Le Les infrastructures pétrolières du Venezuela n’ont pas été affectées après une série d’attaques menées par les États-Unis à Caracas et dans d’autres États, selon des sources proches du dossier. Des installations clés telles que le port de José, la raffinerie d’Amuay et les zones pétrolières de la ceinture de l’Orénoque restent opérationnelles, ont indiqué les sources, qui ont demandé à ne pas être identifiées car les informations sont confidentielles.
Alors que le Venezuela était autrefois une puissance productrice de pétrole, sa production a chuté fortement au cours des deux dernières décennies et représente désormais moins de 1 % de l’offre mondiale. Les récentes pressions américaines sur le régime de Maduro, notamment la saisie de pétroliers transportant du brut vénézuélien, ont contraint le pays à commencer à fermer certains puits.
Le président Donald Trump a déclaré samedi lors d’une conférence de presse que les sanctions contre l’industrie pétrolière du Venezuela resteraient en vigueur et que les compagnies pétrolières américaines aideraient à reconstruire les infrastructures et à relancer la production.
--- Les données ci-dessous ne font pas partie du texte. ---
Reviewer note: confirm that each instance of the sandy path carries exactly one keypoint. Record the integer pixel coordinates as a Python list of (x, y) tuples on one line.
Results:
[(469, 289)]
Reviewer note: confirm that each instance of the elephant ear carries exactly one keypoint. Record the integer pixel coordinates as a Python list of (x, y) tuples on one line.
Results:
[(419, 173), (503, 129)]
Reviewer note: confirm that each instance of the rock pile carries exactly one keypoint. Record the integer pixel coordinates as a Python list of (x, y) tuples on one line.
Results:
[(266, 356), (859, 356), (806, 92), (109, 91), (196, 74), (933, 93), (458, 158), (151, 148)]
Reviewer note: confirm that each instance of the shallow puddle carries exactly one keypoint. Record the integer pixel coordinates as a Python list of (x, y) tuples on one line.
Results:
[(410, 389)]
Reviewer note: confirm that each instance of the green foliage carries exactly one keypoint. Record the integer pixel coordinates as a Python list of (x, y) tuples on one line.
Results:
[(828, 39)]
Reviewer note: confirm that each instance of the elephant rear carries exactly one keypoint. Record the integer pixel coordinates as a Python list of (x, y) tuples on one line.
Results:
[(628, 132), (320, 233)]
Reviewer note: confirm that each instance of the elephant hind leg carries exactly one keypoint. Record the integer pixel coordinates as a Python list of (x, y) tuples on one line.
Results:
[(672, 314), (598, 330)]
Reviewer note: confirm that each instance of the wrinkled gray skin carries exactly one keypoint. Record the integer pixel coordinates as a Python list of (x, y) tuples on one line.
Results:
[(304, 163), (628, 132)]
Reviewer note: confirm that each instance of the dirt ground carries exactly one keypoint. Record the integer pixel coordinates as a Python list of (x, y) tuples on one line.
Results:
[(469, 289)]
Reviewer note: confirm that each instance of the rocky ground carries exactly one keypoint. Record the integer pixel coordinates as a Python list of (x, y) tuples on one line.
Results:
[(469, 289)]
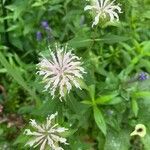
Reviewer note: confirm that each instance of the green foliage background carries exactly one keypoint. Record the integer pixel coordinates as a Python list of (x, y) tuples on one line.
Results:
[(104, 113)]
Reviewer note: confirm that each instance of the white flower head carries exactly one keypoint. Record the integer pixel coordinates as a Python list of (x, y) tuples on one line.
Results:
[(47, 134), (61, 71), (104, 9)]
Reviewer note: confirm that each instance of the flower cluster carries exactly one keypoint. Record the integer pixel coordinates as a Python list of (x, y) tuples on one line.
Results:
[(47, 134), (104, 9), (61, 71)]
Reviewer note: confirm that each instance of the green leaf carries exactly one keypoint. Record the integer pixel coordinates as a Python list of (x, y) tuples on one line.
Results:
[(16, 75), (135, 107), (106, 99), (141, 94), (117, 140), (99, 119), (91, 90)]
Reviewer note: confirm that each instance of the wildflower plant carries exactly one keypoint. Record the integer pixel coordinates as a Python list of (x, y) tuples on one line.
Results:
[(104, 9), (46, 135), (61, 71)]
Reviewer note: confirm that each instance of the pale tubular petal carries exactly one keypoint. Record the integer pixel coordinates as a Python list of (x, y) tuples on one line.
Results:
[(36, 140), (105, 3), (50, 142), (61, 129), (111, 16), (43, 145), (49, 120), (96, 20), (69, 86), (59, 139), (88, 7), (34, 124), (28, 132), (60, 58)]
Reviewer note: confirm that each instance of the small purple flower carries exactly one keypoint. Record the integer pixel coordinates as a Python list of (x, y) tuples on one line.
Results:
[(38, 35), (45, 25), (143, 76)]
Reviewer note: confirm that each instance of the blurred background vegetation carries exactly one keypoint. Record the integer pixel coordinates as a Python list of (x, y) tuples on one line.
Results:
[(114, 55)]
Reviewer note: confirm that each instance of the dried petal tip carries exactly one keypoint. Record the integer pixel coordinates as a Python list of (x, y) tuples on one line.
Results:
[(47, 134), (61, 71), (140, 130)]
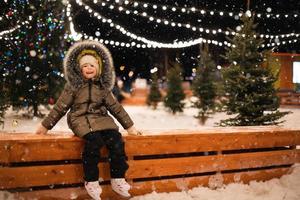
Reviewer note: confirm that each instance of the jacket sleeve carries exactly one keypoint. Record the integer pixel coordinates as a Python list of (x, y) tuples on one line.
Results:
[(60, 108), (117, 110)]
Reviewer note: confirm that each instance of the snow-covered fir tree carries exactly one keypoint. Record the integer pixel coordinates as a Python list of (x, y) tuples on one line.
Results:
[(31, 60), (249, 87), (175, 95), (154, 95), (203, 85)]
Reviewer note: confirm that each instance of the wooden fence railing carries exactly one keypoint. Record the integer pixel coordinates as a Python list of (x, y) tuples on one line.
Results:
[(49, 166)]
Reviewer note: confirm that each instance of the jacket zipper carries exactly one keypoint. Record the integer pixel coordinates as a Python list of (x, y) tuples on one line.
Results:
[(88, 105)]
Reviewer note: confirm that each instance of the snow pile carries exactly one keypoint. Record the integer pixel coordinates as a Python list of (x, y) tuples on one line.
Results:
[(285, 188), (145, 119)]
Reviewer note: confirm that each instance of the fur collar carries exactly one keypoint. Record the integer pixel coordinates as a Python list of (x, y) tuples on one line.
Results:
[(72, 71)]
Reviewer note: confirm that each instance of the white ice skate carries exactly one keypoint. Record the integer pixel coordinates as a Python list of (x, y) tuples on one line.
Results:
[(94, 190), (120, 186)]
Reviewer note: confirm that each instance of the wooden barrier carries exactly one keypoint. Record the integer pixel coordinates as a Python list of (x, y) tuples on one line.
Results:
[(49, 166)]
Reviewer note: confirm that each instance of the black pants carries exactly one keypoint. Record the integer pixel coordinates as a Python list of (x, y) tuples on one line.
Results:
[(91, 154)]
Cette reconstruction serait très ambitieuse et, très probablement, un objectif lointain. Dans le même temps, l’offre mondiale de pétrole devrait dépasser la demande de 3,8 millions de barils par jour en 2026, ce qui constituerait un excédent record, selon l’Agence internationale de l’énergie.
Les prix du pétrole brut ont chuté ces dernières semaines à environ 60 dollars le baril. Un produit de commerce de détail du week-end exploité par IG Group a montré que le pétrole brut américain a augmenté de près de 2 dollars par rapport à la clôture de vendredi.
« J’estime que les prix du pétrole brut Brent n’augmenteront que marginalement lors de l’ouverture du dimanche soir, de 1 à 2 dollars, voire moins.« , a déclaré Arne Lohman Rasmussen, analyste en chef chez A/S Global Risk Management. « Même dans des conditions normales, une perturbation de cette ampleur est gérable pour le marché. En particulier, toutes les prévisions font état d’une offre excédentaire significative au premier trimestre, en raison de la faiblesse saisonnière de la demande et des augmentations de la production de l’OPEP+.».
Les saisies de pétroliers dans les Caraïbes ces dernières semaines ont déstabilisé les opérateurs de navires sanctionnés. Au moins sept navires ont inversé leur cap ou se sont arrêtés en mer, selon les mouvements de navires suivis vendredi par Bloomberg. Cela s’ajoute aux quatre autres qui sont partis immédiatement après que les forces américaines sont montées à bord du Skipper à la mi-décembre.
Malgré la volatilité du mois dernier, la compagnie pétrolière américaine Chevron Corp. a continué à opérer dans le pays grâce à une exemption de sanctions accordée par l’administration Trump.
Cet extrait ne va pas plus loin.